Namespace is a resource isolation scheme introduced by Linux several years ago. You can make some settings at the kernel level to specify that some processes are fixed. And can be set in this set of cgroup settings to control resource access. Under the complete set of namespaces and cgroups, container has been derived. The Docker scheme commonly used in the community packages many details in the image operating system into a single scheme. Users see a relatively complete operating system and place the user in a virtual machine as a single user. This is a VM, equivalent to an ECS. This is the operating system level. It shields the entire CPU, memory, and devices, and seals them with a cgroup layer, corresponding to the Docker container.
The application placement strategy includes user exclusive virtual machines, VPC exclusive virtual machines, and APP mixed with the same resource access permissions on the same machine. Mixing two different users under the same VM, that is, ECS, poses risks for users. In order to shield against the risks posed by sharing the kernel, we only have one tenant for a single ECS implementation. There are also some problems with this approach, the most prominent being the low utilization of resources for low-frequency function calls.
(3) Rapid horizontal elastic expansion
How to achieve horizontal elastic expansion?
① Through application container deployment, you can customize some special languages, runtime containers, and generic LIB/SDKs, and maintain a consistent community ecosystem. This eliminates the need for additional downloads, makes it easier for users to use, and enables very fast startup.
② By setting a public container image, writing a container image to an ECS image, starting a machine with an ECS image, and quickly replenishing the machine pool, the machine resource pool can be controlled, allowing for both performance and cost.
③ In a pooled machine, the creation of pooled containers, delayed mounting of code directories, early startup of runtime, and early health check can make the time required to start when a user request arrives shorter.
④ Control application size by limiting user application size, encouraging split business logic, and built-in SDK/Lib.

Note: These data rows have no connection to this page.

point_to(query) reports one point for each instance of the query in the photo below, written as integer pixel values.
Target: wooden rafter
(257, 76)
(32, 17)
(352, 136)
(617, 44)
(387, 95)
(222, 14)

⑤ P2P image download acceleration is achieved through P2P image distribution, avoiding impact on download services, on-demand loading, reducing download latency, and improving startup speed.
How to improve resource utilization
In the actual research and development process, it was found that scheduling per unit of time slice under the same QPS has a significant impact on the amount of resources, and we can improve resource utilization through scheduling. For example, in the figure below, we can see that the overall TPS in the macro state is very stable. However, in fact, when we zoom in to the millisecond level, we will find that it is actually very uneven! So what impact will this non-uniformity have on us?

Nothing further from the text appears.